Stebbing’s critique of Schiller’s pragmatism – Andreas Vrahimis

Women in the History of Analytic Philosophie

Last year, Dr. Andreas Vrahimis gave a talk in the New Voices series Women in Analytic Philosophy and Philosophy of Science on L. Susan Stebbing’s critique of F. C. S. Schiller’s pragmatist theory of truth. Missed the talk? No worries.
You can watch this lecture – and all other talks from the New Voices series – on our YouTube channel:

Abstract:

Whereas early criticisms of pragmatist theories of truth by analytic philosophers like Russell and G.E. Moore are well known, and helped shape the ongoing debates on this topic, L. Susan Stebbing’s significant contributions to the debate have hitherto largely been ignored. At the outset of her career, Stebbing became embroiled in a controversy with F.C.S. Schiller, spanning multiple publications, in which she objected against his variant of the pragmatist account of truth. As Chapman notes, the debate is somewhat abstruse and ‘does not make very satisfactory reading’ (2013, 30). It involves multiple forms of miscommunication, largely due to Schiller’s failure, throughout the debate, to acknowledge the significance of some of Stebbing’s arguments.

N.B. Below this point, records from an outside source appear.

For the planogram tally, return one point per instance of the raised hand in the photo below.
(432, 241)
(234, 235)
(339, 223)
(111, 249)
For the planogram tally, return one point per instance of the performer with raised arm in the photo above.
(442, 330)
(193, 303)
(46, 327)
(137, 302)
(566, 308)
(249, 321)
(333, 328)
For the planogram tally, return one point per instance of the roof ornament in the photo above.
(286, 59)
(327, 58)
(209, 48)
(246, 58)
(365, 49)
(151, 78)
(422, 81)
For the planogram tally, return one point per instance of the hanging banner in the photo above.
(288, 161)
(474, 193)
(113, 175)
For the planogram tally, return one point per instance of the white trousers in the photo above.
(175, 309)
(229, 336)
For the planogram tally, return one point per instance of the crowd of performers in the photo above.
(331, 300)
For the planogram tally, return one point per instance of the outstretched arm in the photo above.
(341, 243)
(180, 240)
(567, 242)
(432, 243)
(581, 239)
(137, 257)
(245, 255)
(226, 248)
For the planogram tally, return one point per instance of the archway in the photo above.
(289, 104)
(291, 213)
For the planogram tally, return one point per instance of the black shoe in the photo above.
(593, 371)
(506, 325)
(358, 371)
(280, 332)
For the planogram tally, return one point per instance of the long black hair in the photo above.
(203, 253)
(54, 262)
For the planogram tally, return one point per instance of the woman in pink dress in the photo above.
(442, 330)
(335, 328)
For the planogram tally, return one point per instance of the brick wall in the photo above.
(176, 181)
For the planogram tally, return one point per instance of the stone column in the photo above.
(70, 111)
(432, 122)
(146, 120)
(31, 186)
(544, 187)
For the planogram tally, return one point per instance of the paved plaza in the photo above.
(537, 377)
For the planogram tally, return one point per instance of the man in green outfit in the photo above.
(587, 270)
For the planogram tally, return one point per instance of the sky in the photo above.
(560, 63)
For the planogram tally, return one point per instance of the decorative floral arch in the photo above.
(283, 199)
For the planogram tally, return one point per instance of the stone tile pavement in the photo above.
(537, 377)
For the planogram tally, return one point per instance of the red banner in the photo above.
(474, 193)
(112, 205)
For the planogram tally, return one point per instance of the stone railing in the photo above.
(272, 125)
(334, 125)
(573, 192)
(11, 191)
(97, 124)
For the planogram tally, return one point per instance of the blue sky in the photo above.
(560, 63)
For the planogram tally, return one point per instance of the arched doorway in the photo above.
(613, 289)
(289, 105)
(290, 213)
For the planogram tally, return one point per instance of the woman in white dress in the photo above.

In this paper, Andreas Vrahimis reconstruct the debate in a manner that clarifies the arguments on either side. He thereby re-evaluates the debate’s significance for understanding the development of Stebbing’s views and their position within the history of analytic philosophy’s early critical encounters with pragmatism. At stake in the debate is, primarily, the question whether the pragmatist tenet ‘all that is true works’ is logically convertible into the obverse claim that ‘all that works is true’. Vrahimis demonstrates that this question originates in Moore’s prior objections against William James’ theory of truth. The debate is prompted by Schiller’s reply to Moore, in which he rejects that the pragmatist theory of truth entails this convertibility. He does this by attempting to account for falsehoods that work. In developing a series of detailed objections, Stebbing aims to demonstrate Schiller’s response to Moore to be inadequate. Vrahimis shows that, contrary to what has been commonly assumed in the recent scholarly literature, Stebbing’s (qualified) defence of Moorean theses began already at the outset of her career. In his multiple responses to Stebbing, Schiller ends up denying that pragmatism upholds a criterion for truth, but claims it only involves a specific view of confirmation. Vrahimis argues that, once the misunderstandings are cleared away, the debate can be shown to have ended prematurely, with a number of challenges posed by Stebbing left unanswered by Schiller’s confirmationism.